Count all first-bytes (the ones that don't match 10xxxxxx).

计算所有第一个字节（与 10xxxxxx 不匹配的字节）。

int len = 0;
while (*s) len += (*s++ & 0xc0) != 0x80;

C++ knows nothing about encodings, so you can't expect to use a standard function to do this.

C++ 对编码一无所知，因此您不能期望使用标准函数来执行此操作。

The standard library indeed doesacknowledge the existence of character encodings, in the form of locales. If your system supports a locale, it is very easy to use the standard library to compute the length of a string. In the example code below I assume your system supports the locale en_US.utf8. If I compile the code and execute it as "./a.out ソニーSony", the output is that there were 13 char-values and 7 characters. And all without any reference to the internal representation of UTF-8 character codes or having to use 3rd party libraries.

标准库确实不承认字符编码的存在，在语言环境的形式。如果您的系统支持区域设置，则使用标准库来计算字符串的长度非常容易。
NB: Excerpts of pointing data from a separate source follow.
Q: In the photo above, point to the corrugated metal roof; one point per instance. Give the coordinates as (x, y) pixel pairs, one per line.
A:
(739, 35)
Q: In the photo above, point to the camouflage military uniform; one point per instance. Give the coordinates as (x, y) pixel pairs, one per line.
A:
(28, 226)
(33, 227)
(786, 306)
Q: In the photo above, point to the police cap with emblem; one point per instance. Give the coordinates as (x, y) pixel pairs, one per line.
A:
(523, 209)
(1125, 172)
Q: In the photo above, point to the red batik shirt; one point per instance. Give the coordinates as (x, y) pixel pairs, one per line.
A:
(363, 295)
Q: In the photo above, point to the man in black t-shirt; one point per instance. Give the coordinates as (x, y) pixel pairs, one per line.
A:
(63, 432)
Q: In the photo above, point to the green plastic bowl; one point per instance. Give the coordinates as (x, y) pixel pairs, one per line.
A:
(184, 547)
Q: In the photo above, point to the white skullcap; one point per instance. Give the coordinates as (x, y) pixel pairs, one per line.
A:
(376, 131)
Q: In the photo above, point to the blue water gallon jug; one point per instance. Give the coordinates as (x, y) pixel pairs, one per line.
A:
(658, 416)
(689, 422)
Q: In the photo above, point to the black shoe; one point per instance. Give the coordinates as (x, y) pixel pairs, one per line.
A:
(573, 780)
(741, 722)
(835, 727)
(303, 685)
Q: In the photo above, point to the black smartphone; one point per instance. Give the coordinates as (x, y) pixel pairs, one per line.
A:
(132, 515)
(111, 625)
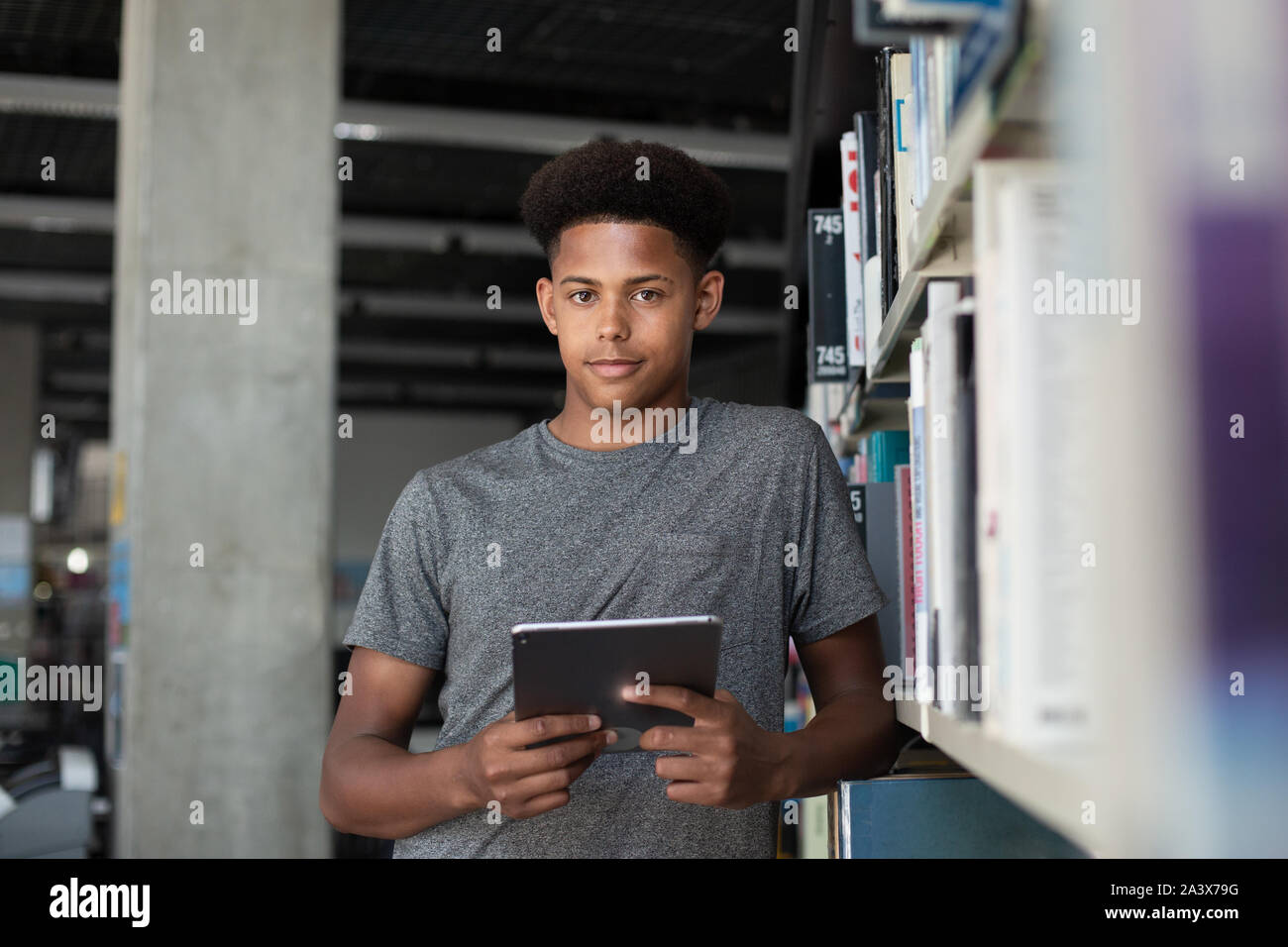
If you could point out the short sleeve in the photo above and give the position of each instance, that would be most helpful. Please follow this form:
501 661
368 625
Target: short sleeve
400 611
835 586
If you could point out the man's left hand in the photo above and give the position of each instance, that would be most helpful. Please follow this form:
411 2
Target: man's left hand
733 763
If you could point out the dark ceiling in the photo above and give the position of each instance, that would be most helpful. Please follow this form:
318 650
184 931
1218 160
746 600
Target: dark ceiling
712 69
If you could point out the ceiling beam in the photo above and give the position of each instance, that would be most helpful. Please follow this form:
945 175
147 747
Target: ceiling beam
523 132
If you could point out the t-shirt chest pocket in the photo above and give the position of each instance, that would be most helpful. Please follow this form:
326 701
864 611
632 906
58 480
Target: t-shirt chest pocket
702 574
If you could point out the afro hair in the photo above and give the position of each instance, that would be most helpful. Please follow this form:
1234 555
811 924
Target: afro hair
596 183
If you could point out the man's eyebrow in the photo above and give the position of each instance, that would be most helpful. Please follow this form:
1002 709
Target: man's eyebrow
647 277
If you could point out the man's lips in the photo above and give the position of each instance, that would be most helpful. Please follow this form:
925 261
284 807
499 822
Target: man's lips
614 368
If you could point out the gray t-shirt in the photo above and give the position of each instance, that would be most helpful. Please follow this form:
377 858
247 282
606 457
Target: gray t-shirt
536 530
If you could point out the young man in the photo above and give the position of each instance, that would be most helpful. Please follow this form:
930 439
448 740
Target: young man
733 510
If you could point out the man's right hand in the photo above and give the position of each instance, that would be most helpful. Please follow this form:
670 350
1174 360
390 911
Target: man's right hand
527 783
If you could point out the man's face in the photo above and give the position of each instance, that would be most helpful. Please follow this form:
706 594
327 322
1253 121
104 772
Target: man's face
623 304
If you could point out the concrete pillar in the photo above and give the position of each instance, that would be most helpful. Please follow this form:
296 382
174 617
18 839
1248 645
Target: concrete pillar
20 352
224 424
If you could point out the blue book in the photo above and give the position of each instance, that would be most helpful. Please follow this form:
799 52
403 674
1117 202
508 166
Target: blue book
887 450
939 815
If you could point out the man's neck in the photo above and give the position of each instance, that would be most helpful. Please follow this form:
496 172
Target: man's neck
616 425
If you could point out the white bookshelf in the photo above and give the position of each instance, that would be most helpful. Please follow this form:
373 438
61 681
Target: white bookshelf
1052 789
940 240
1010 120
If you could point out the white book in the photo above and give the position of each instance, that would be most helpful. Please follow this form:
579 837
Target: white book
922 669
874 311
854 316
1033 455
939 354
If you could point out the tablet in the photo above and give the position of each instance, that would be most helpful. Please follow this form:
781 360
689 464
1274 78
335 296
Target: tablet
581 668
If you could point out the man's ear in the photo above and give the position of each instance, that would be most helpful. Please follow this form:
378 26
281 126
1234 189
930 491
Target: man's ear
709 292
546 303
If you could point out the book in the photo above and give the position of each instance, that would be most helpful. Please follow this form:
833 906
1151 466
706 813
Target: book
887 227
874 506
885 449
903 108
870 249
938 815
851 224
938 352
907 615
919 567
827 320
1030 382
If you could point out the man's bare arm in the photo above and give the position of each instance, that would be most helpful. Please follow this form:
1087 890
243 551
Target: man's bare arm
372 785
853 735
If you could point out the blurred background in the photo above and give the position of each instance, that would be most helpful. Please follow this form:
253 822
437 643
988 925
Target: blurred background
364 161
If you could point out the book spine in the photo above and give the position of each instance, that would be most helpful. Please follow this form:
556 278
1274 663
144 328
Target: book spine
851 223
918 527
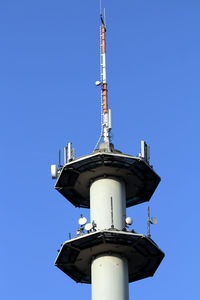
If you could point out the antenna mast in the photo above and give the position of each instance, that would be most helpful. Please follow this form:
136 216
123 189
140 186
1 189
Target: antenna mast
106 118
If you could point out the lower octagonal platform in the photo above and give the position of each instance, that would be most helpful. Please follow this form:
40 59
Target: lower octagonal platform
143 255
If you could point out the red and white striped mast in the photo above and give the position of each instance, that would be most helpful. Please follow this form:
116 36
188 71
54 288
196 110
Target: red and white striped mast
106 113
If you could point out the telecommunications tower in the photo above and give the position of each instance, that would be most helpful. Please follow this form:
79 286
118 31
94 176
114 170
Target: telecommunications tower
106 252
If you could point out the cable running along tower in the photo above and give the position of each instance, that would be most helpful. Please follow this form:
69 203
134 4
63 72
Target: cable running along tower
106 252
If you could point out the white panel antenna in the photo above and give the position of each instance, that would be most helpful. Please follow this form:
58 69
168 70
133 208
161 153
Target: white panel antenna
145 152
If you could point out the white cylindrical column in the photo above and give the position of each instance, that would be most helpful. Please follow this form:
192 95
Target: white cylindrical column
109 278
108 203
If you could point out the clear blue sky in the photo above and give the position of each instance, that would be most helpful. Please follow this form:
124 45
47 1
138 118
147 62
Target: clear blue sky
49 61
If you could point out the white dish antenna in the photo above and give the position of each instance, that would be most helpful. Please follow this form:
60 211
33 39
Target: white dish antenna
153 221
54 171
88 227
82 221
129 221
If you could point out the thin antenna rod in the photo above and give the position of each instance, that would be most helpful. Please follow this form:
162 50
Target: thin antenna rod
149 234
106 123
59 162
100 6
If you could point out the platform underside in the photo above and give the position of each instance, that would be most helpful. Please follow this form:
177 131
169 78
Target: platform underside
142 253
76 177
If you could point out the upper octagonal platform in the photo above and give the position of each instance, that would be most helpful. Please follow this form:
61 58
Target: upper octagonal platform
76 177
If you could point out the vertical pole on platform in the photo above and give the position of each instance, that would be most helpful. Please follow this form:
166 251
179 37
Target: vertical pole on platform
109 272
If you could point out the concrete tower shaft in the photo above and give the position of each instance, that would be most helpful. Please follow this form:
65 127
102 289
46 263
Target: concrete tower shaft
108 203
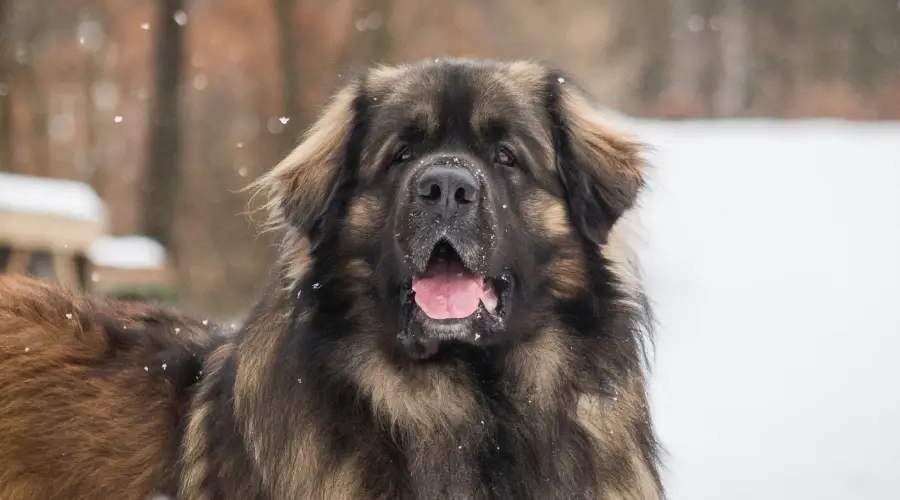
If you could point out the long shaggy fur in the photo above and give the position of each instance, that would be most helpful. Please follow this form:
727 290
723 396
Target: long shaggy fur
312 399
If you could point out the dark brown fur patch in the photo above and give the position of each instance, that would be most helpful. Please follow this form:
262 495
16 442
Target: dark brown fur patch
89 402
312 400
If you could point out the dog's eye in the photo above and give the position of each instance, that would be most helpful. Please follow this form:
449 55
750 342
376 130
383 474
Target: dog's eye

在下面的示例代码中，我假设您的系统支持区域设置 en_US.utf8。如果我编译代码并将其作为“./a.out ソニーSony”执行，输出是有 13 个字符值和 7 个字符。并且所有这些都没有参考 UTF-8 字符代码的内部表示或必须使用 3rd 方库。

#include <clocale>
#include <cstdlib>
#include <iostream>
#include <string>

using namespace std;

int main(int argc, char *argv[])
{
  string str(argv[1]);
  unsigned int strLen = str.length();
  cout << "Length (char-values): " << strLen << '\n';
  setlocale(LC_ALL, "en_US.utf8");
  unsigned int u = 0;
  const char *c_str = str.c_str();
  unsigned int charCount = 0;
  while(u < strLen)
  {
    u += mblen(&c_str[u], strLen - u);
    charCount += 1;
  }
  cout << "Length (characters): " << charCount << endl; 
}

You should probably take the advice of Omry and look into a specialized library for this. That said, if you just want to understand the algorithm to do this, I'll post it below.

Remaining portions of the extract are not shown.